Пришло понимание того, что это неправильно. Что с ней может случиться кое-что похуже, чем просто смерть. Что её телом могут воспользоваться. Просто одеть его как костюм и чёрт знает что произойдет дальше.

Она запаниковала, начала биться в истерике, понимая, что ничего не может сделать и сущность, не так давно, а возможно и сотни тысячи лет назад — слившаяся с ней воедино, вновь оказалась рядом.

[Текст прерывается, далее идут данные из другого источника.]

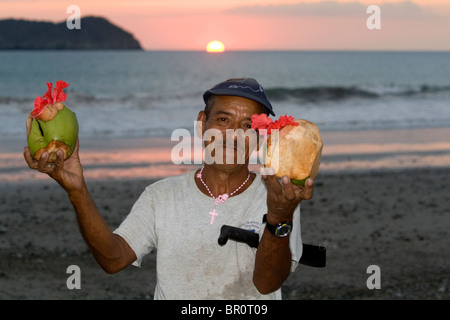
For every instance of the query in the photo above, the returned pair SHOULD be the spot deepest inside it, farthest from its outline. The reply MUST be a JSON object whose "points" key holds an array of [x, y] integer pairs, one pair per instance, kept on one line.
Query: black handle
{"points": [[312, 256]]}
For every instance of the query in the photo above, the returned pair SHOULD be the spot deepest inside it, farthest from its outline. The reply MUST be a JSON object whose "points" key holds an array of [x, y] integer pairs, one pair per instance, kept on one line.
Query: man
{"points": [[181, 216]]}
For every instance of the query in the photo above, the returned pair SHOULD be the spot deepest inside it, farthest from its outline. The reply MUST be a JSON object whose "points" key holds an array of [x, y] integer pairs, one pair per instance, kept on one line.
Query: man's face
{"points": [[229, 127]]}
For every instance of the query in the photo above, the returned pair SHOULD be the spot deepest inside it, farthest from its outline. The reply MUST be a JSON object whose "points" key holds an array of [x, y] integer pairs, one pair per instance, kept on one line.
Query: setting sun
{"points": [[215, 46]]}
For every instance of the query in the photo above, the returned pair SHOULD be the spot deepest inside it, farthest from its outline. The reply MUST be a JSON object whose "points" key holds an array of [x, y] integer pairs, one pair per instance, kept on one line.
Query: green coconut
{"points": [[61, 132]]}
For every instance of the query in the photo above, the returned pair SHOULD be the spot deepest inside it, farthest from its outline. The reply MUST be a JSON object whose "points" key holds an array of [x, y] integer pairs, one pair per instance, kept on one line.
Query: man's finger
{"points": [[43, 164], [289, 191], [32, 163], [272, 183], [308, 189]]}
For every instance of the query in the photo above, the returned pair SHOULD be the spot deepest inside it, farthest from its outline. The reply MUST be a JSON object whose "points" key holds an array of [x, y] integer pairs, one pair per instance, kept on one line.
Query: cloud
{"points": [[405, 9]]}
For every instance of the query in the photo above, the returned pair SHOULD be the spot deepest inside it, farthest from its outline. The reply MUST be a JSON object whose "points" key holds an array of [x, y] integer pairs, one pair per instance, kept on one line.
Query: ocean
{"points": [[140, 94]]}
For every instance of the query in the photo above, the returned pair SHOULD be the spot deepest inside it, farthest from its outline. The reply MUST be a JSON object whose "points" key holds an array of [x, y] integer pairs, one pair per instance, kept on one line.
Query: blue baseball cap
{"points": [[246, 88]]}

Схватила перекрученные, деформированные информационные потоки словно нашкодившего котёнка, и шуганула мысленным усилием, от чего они потянулись в обратную сторону, снова сковываемые ограничением программного кода и в последний момент, подтолкнула Т’ару обратно в её тело, на скорую руку подлатав все повреждения. Затем, открыв разлом, выпихнуло звездолёт в обычный космос. В момент перехода, оставила подарок, частичку своей сущности, которой было интересно посмотреть на мир снаружи. Она заворочалась, осваиваясь в новом теле и свернулась в невидимый и неощутимый клубочек возле сердца.

Реальность схлопнулась в точку, и Т’ара, в один томительный миг — очнулась. Вспомнила своё имя. Ощущения вернулись. Мышцы болели, кости ныли, кожа горела, словно она получила ожог всего тела.